# Analysis of Weight Categories Among Adults in the United States

## Introduction
In this project, we would explore a dataset about the weight categories of adults aged 20 and over in the United States. This dataset encompasses a range of years and presents data on normal weight, overweight, and obesity percentages among the adult population. This analysis is crucial in understanding the trends and patterns in adult weight categories, which are pivotal for public health planning and interventions.

## Dataset Overview
The dataset titled have several key features, including year, age groups, and estimates of the population percentages in different weight categories. The data provides a rich source for examining changes over time and across different demographic slices.

## Research Questions
The analysis would base on these research questions:
1. How have the percentages of adults in normal weight, overweight, and obese categories changed over the years?
3. Does the data show trends in weight categories based on other demographic characteristics?
4. What is the trend in standard errors (SE) over the years for each weight category, and what does it suggest about data reliability or population health patterns?
5. How does the distribution of weight categories vary over different time periods?
5. What are the top 3 periods with the highest average percentages for obesity?
6. What is the proportion of each weight category in the most recent year available in the dataset?

## Skills and Tools Used
We will employ various data analysis skills and tools, primarily focusing on:
- **Python Programming**: For all aspects of data handling and processing.
- **Pandas Library**: For data manipulation and analysis.
- **Matplotlib and Seaborn Libraries**: For data visualization to aid in interpreting the data and presenting our findings.
- **Exploratory Data Analysis Techniques**: To uncover underlying patterns and insights in the dataset.




# Data Loading

The dataset is loaded using Pandas. The initial few rows are displayed to understand the structure and content of the data.


In [None]:
import pandas as pd
import matplotlib.pyplot as plt

# Load the dataset
data = pd.read_csv('weightData.csv')

# Display the first few rows to understand the structure
print(data.head())


# Data Cleaning and Preprocessing

First, we check for any missing values in the dataset. Depending on the nature and amount of missing data, appropriate actions like dropping or filling missing values are taken. Additionally, data type conversions are performed as needed for accurate analysis.


In [None]:

# Checking for missing values
print(data.isnull().sum())


## Research Question 1 How has the percentage of adults in the different weight categories changed over the years?
We will group the data by 'YEAR' and 'PANEL' (which represents weight categories) and calculate the average percentage for each category over the years



In [None]:
# Group by 'YEAR' and 'PANEL' and calculate mean
trends_over_years = data.groupby(['YEAR', 'PANEL']).mean().reset_index()

# Plotting
plt.figure(figsize=(12, 6))
for category in trends_over_years['PANEL'].unique():
    plt.plot(trends_over_years[trends_over_years['PANEL'] == category]['YEAR'], 
             trends_over_years[trends_over_years['PANEL'] == category]['ESTIMATE'],
             label=category)
plt.xlabel('Year')
plt.ylabel('Percentage')
plt.title('Trends in Weight Categories Over Years')
plt.legend()
plt.show()

We can see that the trends of people in normal weight is keep declining and the rest are rising over years.

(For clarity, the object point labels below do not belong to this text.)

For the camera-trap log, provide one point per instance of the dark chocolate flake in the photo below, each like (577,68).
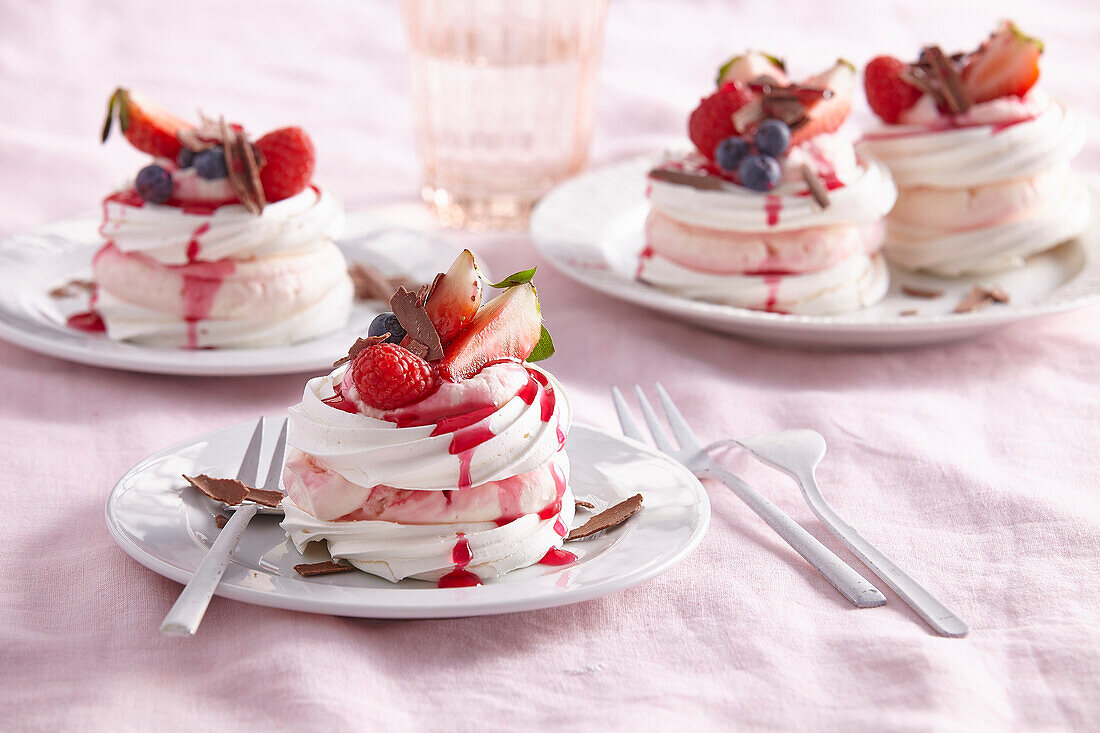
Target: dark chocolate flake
(228,491)
(681,178)
(608,518)
(415,320)
(327,568)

# Research Question 2: Are there significant differences in weight categories across different age groups?
To analyze the differences in weight categories across different age groups, we'll use a function to calculate the average percentage for each weight category within each age group.

In [None]:
def analyze_weight_by_age_group(data):
    age_group_analysis = data.groupby(['AGE', 'PANEL']).mean()['ESTIMATE'].unstack()
    return age_group_analysis

# Applying the function
age_group_analysis = analyze_weight_by_age_group(data)
print(age_group_analysis)



# Research Question 3: What is the trend in standard errors (SE) over the years for each weight category?
This question focuses on the reliability of data over time. We'll examine how the standard error for each weight category has changed over the years.

In [None]:
# Group by 'YEAR' and 'PANEL' for SE
se_trends_over_years = data.groupby(['YEAR', 'PANEL'])['SE'].mean().reset_index()

# Plotting SE trends
plt.figure(figsize=(12, 6))
for category in se_trends_over_years['PANEL'].unique():
    plt.plot(se_trends_over_years[se_trends_over_years['PANEL'] == category]['YEAR'], 
             se_trends_over_years[se_trends_over_years['PANEL'] == category]['SE'],
             label=category)
plt.xlabel('Year')
plt.ylabel('Standard Error')
plt.title('Trends in Standard Errors Over Years by Weight Category')
plt.legend()
plt.show()


# Research Question 4: How does the distribution of weight categories vary over different time periods?
We will create a function to calculate the mean and standard deviation of weight categories for each time period. This statistical analysis will give us an insight into the distribution and variability of weight categories over time

In [None]:
def weight_distribution_over_time(data):
    distribution_over_time = data.groupby(['YEAR', 'PANEL']).agg(['mean', 'std'])['ESTIMATE']
    return distribution_over_time

# Applying the function
time_distribution_analysis = weight_distribution_over_time(data)
print(time_distribution_analysis)

# Research Question 5: What are the top 3 periods with the highest average percentages for obesity?
This analysis aims to identify the years with the highest average obesity rates. We will calculate the average percentage of obesity for each year and then identify the top three years with the highest rates.

In [None]:
def top_years_for_obesity(data):
    obesity_data = data[data['PANEL'] == 'Obesity (BMI greater than or equal to 30.0)']
    top_years = obesity_data.groupby('YEAR')['ESTIMATE'].mean().sort_values(ascending=False).head(3)
    return top_years

# Applying the function
top_obesity_years = top_years_for_obesity(data)
print("Top 3 years with the highest average obesity rates:\n", top_obesity_years)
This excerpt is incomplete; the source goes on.